離れてから初めて気づく大切な味

 トラベルライター、カベルナリア吉田さんのソウルフードはジンギスカン。

「北海道生まれの僕の、いわば離乳食でした。サッポロビール園のジンギスカン食べ放題は、幼稚園児だと無料で。当時5歳の僕があんまり食べるので、最初は“坊や、よく食べるねえ”なんて言っていた店長の笑顔が、途中から消えたのを覚えています(笑)。それくらいヒツジは大好き! 僕の原点の味ですね」

 前出の松本さんは言う。

「ご当地グルメの中でも、その地方の人々の多くから、地元の味として認められたものが、よりディープなご当地食・ソウルフードなのではないでしょうか

 ソウルフードは、その地方、地域で育った人が日常的に食べているため、当たり前すぎて、地域独特な食べ物、食べ方と知らなかったという人も少なくない。

 フードライターの白央篤司さんは、こう語る。

「その土地を離れたときに、初めて価値に気づくことも。地元の人に話を聞くと“好きとかそういうものじゃない”なんて答えが返ってきたり……。それでも進学や就職で土地を離れて、しばらく食べない時期があって“あ、好きだったんだ”と気づいたという声をよく聞きます」

 身近すぎて気づかず、離れて初めて好きだと気づく。まるでラブストーリーのようだ。

もうひとつのソウルフード

 このように誰もがひとつは持つソウルフードだが、その本来の語源は、アメリカ南部で奴隷制を通して生まれた、アフリカ系アメリカ人の貧困と被差別を物語る黒人料理の総称ということをご存じだろうか。現在でもアメリカでソウルフードといえば南部の伝統料理を指す。
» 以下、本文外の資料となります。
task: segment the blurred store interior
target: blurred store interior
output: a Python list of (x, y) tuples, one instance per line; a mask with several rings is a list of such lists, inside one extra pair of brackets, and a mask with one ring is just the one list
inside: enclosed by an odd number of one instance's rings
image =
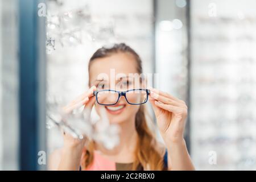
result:
[(186, 101), (196, 169), (256, 170), (255, 8), (254, 0), (0, 0), (0, 170), (47, 169), (38, 152), (63, 144), (47, 115), (88, 89), (96, 49), (120, 42), (158, 73), (160, 89)]

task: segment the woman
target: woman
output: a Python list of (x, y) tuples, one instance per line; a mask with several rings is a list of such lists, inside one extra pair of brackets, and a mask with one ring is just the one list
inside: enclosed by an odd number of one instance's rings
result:
[[(100, 144), (90, 141), (85, 148), (86, 139), (76, 139), (64, 134), (64, 146), (51, 155), (49, 169), (193, 170), (183, 138), (187, 115), (185, 103), (154, 88), (150, 88), (147, 93), (164, 142), (164, 144), (162, 144), (156, 140), (147, 124), (144, 105), (129, 104), (131, 98), (127, 99), (127, 93), (126, 98), (121, 95), (114, 105), (101, 105), (100, 97), (96, 101), (95, 91), (108, 90), (110, 85), (109, 80), (98, 79), (98, 75), (104, 73), (111, 77), (113, 69), (117, 73), (126, 76), (119, 80), (121, 80), (121, 87), (137, 86), (129, 80), (128, 75), (142, 73), (142, 61), (138, 54), (123, 43), (110, 48), (103, 47), (90, 59), (90, 89), (64, 109), (69, 112), (82, 104), (89, 110), (95, 105), (98, 113), (101, 108), (105, 109), (110, 122), (121, 128), (119, 144), (113, 150), (106, 150)], [(116, 80), (114, 81), (116, 84)]]

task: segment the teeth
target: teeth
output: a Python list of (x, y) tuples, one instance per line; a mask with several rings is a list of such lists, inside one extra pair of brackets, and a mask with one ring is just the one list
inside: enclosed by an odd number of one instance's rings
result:
[(124, 106), (125, 106), (124, 105), (122, 105), (122, 106), (116, 106), (116, 107), (108, 106), (106, 107), (108, 108), (108, 109), (109, 109), (110, 110), (116, 111), (116, 110), (121, 109)]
 またソウルフードには“労働者の飯”という側面もあり、アメリカ南部だけでなく、世界中に存在するという。ソウルフードに造詣の深い吉田悠軌さんは、

「日本では揚げ物など油を多く使った料理や、戦後、アメリカから安く入手できた小麦粉を主体にした“粉もの”がその代表。これらはアメリカ黒人同様に、当時の人々が必要に迫られて編み出した料理といえます。つまり安価でカロリーの高い料理は、当時の貧しい肉体労働者には欠かせない食事だったということです」

それぞれの物語を知る楽しみ

「食をたどるほどに、その土地を深く知ることにつながる」と向笠さんは言う。地域で愛される料理は、どのように生まれ、人々に受け継がれ、どのように変化しながら、今、私たちの目の前に提供されているのか。

 それぞれの料理に、物語がある。その物語は、地域を知るのみならず、より深く料理を味わい、楽しむための隠し味となるはずだ。